Learn.sched.plot_lr() - why LR increases with respect to the number of iterations?

Hello,

I have difficulties in understanding how lr.find() works and what lr.sched.plot_lr() is useful for and why the LR is decreasing with respect to the iterations number.

We have almost 23.000 training images. The batch size is 64. So we have 23000/64 ~ 360 batches.
In order to train/find the best LR, we run the training process for each single batch.

When we call lrf=learn.lr_find() we have this type of answer

A Jupyter Widget

82%|████████▏ | 295/360 [00:01<00:00, 153.04it/s, loss=0.383]

The widget is telling that after 294 batches he found the minimum loss 0.383.

Calling this function learn.sched.plot_lr() we can actually see how the LR performs with respect to the iterations. And x goes only until 300, because the lr_find() stopped at 295.

Q1/ So, why LR(iteration=100) << LR(iteration 295)

image

The purpose of this function learn.sched.plot() is very clear. We have tried different LRs, for each of them we computed the loss, and we plot the result in order to choose the LR where the loss is decreasing.

image

Q2/ Why we can’t use the lr_find() for an already trained model learn.fit(0.01,1)?
We have a trained model, with the computed weights - which has an accuracy of 98%, and a training loss of 0.03 and a validation loss of 0.02.

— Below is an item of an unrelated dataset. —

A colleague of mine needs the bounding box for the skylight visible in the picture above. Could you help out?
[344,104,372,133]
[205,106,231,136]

Given this model after the first iteration it stops. Why it doesn’t try to find a better LR in order to obtain an even smaller loss?

learn.lr_find()

Epoch
0% 0/1 [00:00<?, ?it/s]

0%| | 1/360 [00:00<01:27, 4.09it/s, loss=0.0318]

Thank you in advance for the patience of reading and answering to this post.

2 Likes

Ah - the key issue I think is a (very understandable!) misunderstanding here. 0.383 is not the minimum loss. It’s the final loss after completing the lr_find process, which is much worse that the minimum loss. Based on the sched.plot() chart you showed, it appears the minimum loss was around 0.1. This happened at LR around 1e-1 (which is 0.1). Although it’s looking quite flat here, so I’d pick 1e-2 for my LR, since it’s definitely decreasing nicely there.

The learning rate increases by a constant ratio every batch. That’s how the LR finder works - keep increasing the learning rate, and see when it stops improving.

You can - but if the model is already about as good as it can be, it’ll just show that there’s no LR that improves the model! In this case, we’ll need to unfreeze() more layers (which we’ll discuss on Monday).

Does that clear things up a bit?

6 Likes

Thanks a lot, now it’s crystal clear!